Vous croyez, mes amis, que les supplices que j’érigerais, dans le cas où je me retrouverais revêtu de quelque autorité, deviendraient infiniment plus rigoureux que ceux qui sont maintenant en usage : assurément, ces supplices seraient, et plus affreux, et plus multipliés, sans doute. Souvenez-vous bien que la soumission du peuple (…) n’est jamais due qu’à la violence et qu’à l’étendue des supplices.

Justine

En faisant ainsi l’apologie du despotisme, la philosophie de Sade ne prône pas seulement la violence sexuelle, mais invite aussi les citoyens à agir eux-aussi avec violence dans l’exercice politique.

La violence est nécessaire à la liberté et la république

 Le citoyen doit en effet choisir entre le rôle de victime ou de bourreau pour renforcer la liberté et la république :

Français, encore un effort si vous voulez être républicains.

La Philosophie dans le boudoir

La cruauté et l’action violente sont donc nécessaires dans un régime politique corrompu.

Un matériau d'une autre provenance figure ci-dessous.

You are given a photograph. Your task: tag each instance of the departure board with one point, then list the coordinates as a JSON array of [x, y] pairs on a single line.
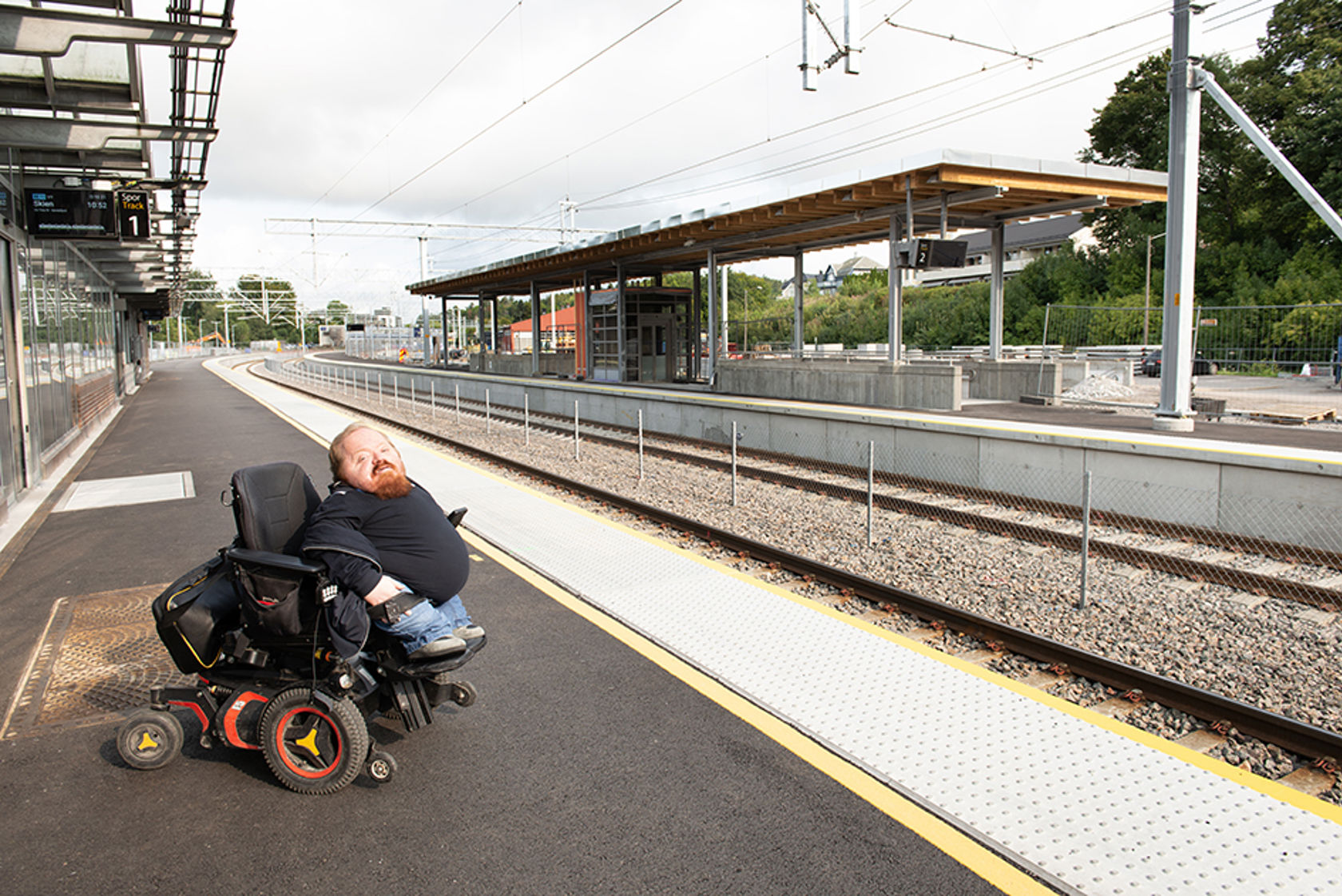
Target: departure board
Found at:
[[71, 213]]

La liberté naturelle a disparue à cause de la monarchie tyrannique ; dès lors, la république qui lui succède doit, pour recréer un concept de liberté, impliquer une dimension de violence et d’injustice.

Une nation déjà vieille et corrompue, qui courageusement secouera le joug de son gouvernement monarchique pour en adopter un républicain, ne se maintiendra que par beaucoup de crimes ; car elle est déjà dans le crime ; et si elle voulait passer du crime à la vertu, c’est-à-dire d’un état violent dans un état doux, elle tomberait dans une inertie dont sa ruine certaine serait bientôt le résultat.

La Philosophie dans le boudoir

Conclusion

Les romans de Sade sont souvent considérés comme des incitations à la violence, et donc des menaces politiques. Ainsi « l’homme souverain » – c’est-à-dire le sadique – est celui qui refuse de se soumettre à sa raison et aux mœurs, seul capable d’affirmer sa liberté. Cet homme souverain est non seulement conscient de la violence naturelle qui l’habite et de celle qu’il fait subir aux autres, mais il tire aussi du plaisir de ce crime. Ainsi, pour Sade, l’usage de la violence n’est que l’expression de la liberté humaine, qui découle de la Nature même, et que l’on ne devrait donc pas refreiner par notre raison et nos mœurs.